南寨小子 Help

理解PLEG工作原理

PLEG的全称是Pod Lifecycle Event Generator ,顾名思义,是Pod生命周期中产生事件的模块。kubelet (Kubernetes) 中的PLEG模块会根据每个匹配的pod事件调整容器运行时状态,并通过应用更改来保持pod缓存的最新状态。

1. PLEG启动过程

Kubelet.Run()会启动pleg ,这里的pleg是个interface,无法直接跳转到源码,因此下面通过Debug追踪执行pleg的具体代码。

func (kl *Kubelet) Run(updates <-chan kubetypes.PodUpdate) { if kl.logServer == nil { kl.logServer = http.StripPrefix("/logs/", http.FileServer(http.Dir("/var/log/"))) } if kl.kubeClient == nil { klog.InfoS("No API server defined - no node status update will be sent") } // Start the cloud provider sync manager if kl.cloudResourceSyncManager != nil { go kl.cloudResourceSyncManager.Run(wait.NeverStop) } if err := kl.initializeModules(); err != nil { kl.recorder.Eventf(kl.nodeRef, v1.EventTypeWarning, events.KubeletSetupFailed, err.Error()) klog.ErrorS(err, "Failed to initialize internal modules") os.Exit(1) } // Start volume manager go kl.volumeManager.Run(kl.sourcesReady, wait.NeverStop) if kl.kubeClient != nil { // Introduce some small jittering to ensure that over time the requests won't start // accumulating at approximately the same time from the set of nodes due to priority and // fairness effect. go wait.JitterUntil(kl.syncNodeStatus, kl.nodeStatusUpdateFrequency, 0.04, true, wait.NeverStop) go kl.fastStatusUpdateOnce() // start syncing lease go kl.nodeLeaseController.Run(wait.NeverStop) } go wait.Until(kl.updateRuntimeUp, 5*time.Second, wait.NeverStop) // Set up iptables util rules if kl.makeIPTablesUtilChains { kl.initNetworkUtil() } // Start component sync loops. kl.statusManager.Start() // Start syncing RuntimeClasses if enabled. if kl.runtimeClassManager != nil { kl.runtimeClassManager.Start(wait.NeverStop) } // Start the pod lifecycle event generator. kl.pleg.Start() kl.syncLoop(updates, kl) }
Kubelet pleg start

    Step into到Start()函数,可以看到具体执行的是GenericPLEG.Start()

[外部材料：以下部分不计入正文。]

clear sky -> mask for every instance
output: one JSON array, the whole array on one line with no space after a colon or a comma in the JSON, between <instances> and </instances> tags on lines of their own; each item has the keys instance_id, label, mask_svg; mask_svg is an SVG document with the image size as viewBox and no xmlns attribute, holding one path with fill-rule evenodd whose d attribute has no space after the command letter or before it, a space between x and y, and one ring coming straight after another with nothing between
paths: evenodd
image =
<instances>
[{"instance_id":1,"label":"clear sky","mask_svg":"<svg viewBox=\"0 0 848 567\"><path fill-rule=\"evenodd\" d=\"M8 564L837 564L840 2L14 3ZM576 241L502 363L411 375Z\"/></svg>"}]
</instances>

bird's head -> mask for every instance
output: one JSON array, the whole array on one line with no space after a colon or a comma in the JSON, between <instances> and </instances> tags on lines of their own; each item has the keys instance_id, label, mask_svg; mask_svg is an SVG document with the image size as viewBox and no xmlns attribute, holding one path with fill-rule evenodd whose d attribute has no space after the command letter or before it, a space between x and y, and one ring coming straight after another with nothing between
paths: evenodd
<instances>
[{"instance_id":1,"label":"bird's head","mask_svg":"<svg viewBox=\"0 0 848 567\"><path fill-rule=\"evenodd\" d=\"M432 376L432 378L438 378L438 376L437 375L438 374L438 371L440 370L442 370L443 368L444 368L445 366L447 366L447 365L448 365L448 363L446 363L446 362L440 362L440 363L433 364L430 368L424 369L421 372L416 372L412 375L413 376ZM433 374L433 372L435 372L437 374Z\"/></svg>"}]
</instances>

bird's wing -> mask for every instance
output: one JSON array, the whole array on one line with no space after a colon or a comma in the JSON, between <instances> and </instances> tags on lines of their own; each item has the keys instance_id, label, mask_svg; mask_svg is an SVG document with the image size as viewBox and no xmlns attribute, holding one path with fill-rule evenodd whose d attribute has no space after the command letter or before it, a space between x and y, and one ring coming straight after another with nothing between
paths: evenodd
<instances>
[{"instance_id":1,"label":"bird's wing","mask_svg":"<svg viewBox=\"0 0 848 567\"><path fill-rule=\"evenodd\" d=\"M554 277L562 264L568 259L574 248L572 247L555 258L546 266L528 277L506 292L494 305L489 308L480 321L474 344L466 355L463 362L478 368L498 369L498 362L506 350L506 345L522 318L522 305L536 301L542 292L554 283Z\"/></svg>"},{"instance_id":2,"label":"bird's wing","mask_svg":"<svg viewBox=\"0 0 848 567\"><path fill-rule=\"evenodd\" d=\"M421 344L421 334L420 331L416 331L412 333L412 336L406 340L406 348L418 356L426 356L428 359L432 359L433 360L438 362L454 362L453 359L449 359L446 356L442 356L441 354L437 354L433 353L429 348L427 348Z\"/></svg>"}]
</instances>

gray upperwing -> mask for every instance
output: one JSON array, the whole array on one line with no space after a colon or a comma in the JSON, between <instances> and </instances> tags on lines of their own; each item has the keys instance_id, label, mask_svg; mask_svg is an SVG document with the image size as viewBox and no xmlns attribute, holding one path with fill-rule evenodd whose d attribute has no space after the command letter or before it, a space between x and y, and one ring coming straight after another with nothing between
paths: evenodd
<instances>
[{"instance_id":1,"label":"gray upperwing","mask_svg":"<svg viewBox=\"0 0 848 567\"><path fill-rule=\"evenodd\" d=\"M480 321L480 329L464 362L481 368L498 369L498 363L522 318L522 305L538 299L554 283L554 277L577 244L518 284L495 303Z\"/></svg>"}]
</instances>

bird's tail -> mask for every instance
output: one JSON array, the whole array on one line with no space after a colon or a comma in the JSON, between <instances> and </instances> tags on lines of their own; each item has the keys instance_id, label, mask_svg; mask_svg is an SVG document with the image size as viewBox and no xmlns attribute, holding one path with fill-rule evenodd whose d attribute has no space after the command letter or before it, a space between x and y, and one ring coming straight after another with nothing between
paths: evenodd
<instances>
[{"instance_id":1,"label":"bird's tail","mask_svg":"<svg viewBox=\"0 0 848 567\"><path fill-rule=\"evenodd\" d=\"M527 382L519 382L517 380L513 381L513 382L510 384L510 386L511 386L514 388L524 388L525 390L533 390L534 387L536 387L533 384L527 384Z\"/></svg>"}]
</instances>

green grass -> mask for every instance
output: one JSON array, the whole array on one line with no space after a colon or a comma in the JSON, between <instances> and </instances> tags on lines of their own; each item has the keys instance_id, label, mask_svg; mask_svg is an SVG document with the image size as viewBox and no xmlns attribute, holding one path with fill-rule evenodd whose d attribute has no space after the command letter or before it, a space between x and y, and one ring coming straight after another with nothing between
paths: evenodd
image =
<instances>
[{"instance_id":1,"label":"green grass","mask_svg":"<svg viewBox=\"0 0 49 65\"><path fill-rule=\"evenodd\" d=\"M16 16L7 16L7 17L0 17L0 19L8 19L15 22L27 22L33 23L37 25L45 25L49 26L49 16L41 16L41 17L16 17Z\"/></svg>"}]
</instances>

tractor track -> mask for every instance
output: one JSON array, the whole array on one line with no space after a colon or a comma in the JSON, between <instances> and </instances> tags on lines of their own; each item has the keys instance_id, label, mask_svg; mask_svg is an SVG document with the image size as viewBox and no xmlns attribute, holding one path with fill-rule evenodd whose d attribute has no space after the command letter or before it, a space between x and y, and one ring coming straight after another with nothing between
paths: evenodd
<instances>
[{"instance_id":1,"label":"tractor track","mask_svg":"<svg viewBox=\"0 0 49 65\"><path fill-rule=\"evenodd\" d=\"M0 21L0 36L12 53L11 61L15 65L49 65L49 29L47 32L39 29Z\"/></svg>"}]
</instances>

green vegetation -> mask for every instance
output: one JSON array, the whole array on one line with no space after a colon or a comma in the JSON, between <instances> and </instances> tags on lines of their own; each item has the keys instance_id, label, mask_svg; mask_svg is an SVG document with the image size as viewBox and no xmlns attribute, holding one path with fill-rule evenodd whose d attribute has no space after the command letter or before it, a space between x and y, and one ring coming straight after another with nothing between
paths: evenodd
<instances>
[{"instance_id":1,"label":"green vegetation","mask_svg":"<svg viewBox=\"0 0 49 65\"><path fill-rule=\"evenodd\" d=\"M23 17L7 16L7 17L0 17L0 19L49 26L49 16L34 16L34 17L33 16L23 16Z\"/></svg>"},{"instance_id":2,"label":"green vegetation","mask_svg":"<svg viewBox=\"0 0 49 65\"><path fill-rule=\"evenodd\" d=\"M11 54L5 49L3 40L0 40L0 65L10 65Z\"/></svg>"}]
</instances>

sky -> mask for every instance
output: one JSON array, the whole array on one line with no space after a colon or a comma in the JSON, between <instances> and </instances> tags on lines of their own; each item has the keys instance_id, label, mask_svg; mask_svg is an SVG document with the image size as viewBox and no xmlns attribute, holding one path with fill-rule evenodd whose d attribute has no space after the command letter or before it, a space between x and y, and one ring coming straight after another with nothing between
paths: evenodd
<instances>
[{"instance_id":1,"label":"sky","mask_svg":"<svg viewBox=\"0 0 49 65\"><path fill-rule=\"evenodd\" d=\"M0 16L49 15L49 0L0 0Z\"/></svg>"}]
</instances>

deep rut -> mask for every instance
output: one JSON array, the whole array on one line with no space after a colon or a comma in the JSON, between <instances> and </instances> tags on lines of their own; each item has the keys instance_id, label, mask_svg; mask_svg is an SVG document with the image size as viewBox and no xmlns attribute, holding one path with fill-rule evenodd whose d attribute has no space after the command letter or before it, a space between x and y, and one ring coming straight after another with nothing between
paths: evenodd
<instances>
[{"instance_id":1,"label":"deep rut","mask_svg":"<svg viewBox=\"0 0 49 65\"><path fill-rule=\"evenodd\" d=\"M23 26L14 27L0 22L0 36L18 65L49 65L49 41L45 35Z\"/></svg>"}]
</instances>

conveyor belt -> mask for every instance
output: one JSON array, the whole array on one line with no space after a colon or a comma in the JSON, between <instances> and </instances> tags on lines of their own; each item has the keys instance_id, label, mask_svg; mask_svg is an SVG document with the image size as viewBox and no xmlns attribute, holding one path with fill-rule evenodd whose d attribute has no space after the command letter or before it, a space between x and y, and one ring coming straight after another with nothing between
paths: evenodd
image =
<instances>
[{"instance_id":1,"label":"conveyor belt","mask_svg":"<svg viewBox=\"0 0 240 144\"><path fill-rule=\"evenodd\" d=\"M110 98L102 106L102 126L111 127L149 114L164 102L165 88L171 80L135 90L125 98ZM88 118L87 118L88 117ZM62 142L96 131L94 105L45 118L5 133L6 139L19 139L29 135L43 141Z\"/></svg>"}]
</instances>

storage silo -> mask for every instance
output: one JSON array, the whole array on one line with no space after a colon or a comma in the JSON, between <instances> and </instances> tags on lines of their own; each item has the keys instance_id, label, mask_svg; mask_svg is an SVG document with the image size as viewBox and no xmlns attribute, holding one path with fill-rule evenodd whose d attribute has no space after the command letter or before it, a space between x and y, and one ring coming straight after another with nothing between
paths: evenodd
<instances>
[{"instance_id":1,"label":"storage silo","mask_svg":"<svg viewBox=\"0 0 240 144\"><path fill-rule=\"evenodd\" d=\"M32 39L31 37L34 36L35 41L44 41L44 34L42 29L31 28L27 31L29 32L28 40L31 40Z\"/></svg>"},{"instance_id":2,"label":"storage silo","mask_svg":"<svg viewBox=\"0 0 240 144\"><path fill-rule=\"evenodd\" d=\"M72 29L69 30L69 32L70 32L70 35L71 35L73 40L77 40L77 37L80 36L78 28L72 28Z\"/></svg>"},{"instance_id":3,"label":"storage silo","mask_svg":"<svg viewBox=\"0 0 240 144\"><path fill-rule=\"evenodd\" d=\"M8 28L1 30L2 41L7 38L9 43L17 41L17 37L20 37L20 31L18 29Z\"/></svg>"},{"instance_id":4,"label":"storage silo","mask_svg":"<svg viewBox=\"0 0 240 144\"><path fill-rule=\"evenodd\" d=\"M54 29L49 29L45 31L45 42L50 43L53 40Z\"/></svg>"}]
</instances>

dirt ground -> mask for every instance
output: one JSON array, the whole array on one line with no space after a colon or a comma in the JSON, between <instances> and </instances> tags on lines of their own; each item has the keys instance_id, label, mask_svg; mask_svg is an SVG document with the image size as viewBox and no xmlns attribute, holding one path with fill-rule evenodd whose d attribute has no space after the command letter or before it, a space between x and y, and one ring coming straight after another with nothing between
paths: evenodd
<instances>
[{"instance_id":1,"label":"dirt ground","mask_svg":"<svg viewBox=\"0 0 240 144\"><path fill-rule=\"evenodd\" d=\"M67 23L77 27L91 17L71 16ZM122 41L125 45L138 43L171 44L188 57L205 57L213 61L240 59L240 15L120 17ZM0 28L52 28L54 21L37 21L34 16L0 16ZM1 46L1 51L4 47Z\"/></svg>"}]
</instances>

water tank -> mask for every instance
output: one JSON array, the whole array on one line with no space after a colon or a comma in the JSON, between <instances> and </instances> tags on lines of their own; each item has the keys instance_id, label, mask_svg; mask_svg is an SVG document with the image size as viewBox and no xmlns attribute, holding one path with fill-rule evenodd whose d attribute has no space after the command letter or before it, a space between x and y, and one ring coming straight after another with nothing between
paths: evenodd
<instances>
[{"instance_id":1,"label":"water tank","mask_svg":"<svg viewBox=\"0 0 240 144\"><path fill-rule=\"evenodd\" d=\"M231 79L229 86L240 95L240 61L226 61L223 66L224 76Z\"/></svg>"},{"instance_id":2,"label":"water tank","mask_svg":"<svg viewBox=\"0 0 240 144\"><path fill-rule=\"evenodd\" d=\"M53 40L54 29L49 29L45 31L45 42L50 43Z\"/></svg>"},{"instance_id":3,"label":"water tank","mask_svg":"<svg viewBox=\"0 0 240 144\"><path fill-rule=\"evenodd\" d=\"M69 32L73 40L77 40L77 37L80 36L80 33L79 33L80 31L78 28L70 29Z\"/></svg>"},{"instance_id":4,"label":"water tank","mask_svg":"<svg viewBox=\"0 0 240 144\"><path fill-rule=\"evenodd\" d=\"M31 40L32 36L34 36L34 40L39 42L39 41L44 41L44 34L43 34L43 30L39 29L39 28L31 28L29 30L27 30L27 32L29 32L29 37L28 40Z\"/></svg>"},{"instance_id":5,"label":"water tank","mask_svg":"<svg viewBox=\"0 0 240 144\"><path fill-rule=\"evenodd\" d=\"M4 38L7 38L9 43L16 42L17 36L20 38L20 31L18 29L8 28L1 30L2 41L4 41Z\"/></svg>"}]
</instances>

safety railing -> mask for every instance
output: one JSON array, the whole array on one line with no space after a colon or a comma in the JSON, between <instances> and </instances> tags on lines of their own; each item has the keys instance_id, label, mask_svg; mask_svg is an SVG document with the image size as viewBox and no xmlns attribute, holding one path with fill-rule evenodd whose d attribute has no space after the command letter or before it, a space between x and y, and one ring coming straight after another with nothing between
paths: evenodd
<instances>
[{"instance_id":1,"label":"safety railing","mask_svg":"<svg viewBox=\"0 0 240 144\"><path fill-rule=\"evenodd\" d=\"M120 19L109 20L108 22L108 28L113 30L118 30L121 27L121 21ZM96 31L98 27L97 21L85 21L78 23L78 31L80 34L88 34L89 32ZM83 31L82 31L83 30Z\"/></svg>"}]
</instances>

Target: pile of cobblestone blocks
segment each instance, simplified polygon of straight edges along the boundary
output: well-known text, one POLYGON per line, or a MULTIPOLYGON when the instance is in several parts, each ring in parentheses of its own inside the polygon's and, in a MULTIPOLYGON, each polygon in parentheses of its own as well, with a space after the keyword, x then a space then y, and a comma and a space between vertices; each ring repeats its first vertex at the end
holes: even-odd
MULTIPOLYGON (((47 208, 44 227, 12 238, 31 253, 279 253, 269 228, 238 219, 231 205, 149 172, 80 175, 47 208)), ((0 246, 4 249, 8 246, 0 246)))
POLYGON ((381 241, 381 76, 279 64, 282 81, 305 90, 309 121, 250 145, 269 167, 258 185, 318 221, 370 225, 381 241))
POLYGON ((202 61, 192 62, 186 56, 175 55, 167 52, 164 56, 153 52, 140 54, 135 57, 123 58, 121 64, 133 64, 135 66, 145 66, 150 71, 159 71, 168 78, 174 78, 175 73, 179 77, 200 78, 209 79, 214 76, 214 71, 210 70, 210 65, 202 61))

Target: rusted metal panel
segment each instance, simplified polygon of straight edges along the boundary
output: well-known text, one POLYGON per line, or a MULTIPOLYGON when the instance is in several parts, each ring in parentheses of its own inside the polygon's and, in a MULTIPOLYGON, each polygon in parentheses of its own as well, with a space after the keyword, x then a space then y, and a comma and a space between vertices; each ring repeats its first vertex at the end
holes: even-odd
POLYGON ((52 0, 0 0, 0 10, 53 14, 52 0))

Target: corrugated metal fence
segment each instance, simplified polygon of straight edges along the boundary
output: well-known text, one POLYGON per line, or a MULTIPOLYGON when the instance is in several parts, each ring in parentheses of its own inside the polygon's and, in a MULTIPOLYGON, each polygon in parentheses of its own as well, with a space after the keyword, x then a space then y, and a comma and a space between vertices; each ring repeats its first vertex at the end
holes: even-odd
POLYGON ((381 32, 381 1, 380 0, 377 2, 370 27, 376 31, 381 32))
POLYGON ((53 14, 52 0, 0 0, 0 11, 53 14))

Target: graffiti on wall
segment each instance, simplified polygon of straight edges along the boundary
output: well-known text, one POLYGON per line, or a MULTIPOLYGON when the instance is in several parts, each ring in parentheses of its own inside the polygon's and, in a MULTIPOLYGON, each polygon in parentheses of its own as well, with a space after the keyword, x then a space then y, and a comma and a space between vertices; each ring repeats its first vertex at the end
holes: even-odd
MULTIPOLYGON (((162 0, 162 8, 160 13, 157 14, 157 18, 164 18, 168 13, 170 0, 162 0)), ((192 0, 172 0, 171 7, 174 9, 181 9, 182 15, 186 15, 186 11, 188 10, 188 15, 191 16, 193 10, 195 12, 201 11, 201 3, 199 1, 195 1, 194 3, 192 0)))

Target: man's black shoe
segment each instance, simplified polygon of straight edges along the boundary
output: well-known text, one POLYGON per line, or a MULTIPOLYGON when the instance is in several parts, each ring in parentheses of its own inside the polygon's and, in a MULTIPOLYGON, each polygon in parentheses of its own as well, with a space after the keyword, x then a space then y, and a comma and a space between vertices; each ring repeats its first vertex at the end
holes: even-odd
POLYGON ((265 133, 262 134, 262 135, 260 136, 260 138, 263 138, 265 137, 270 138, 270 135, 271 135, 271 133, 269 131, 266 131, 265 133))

    • Debug信息显示relistPeriod为1秒,也就是间隔1秒执行一次relist操作。

    Generic pleg start
      func (g *GenericPLEG) Start() { go wait.Until(g.relist, g.relistPeriod, wait.NeverStop) }

      问题: 如果relist()完成时长大于1秒,会不会导致多个relist()同时在运行?

      答: 不会,从wait.Until()的实现可知,同一时刻只有一个relist()执行,不管relist()花费多长时间,两次执行的间隔都是1秒。

      • 注意sliding赋值为true ,表示在f()执行完成后计算下次要运行的时间。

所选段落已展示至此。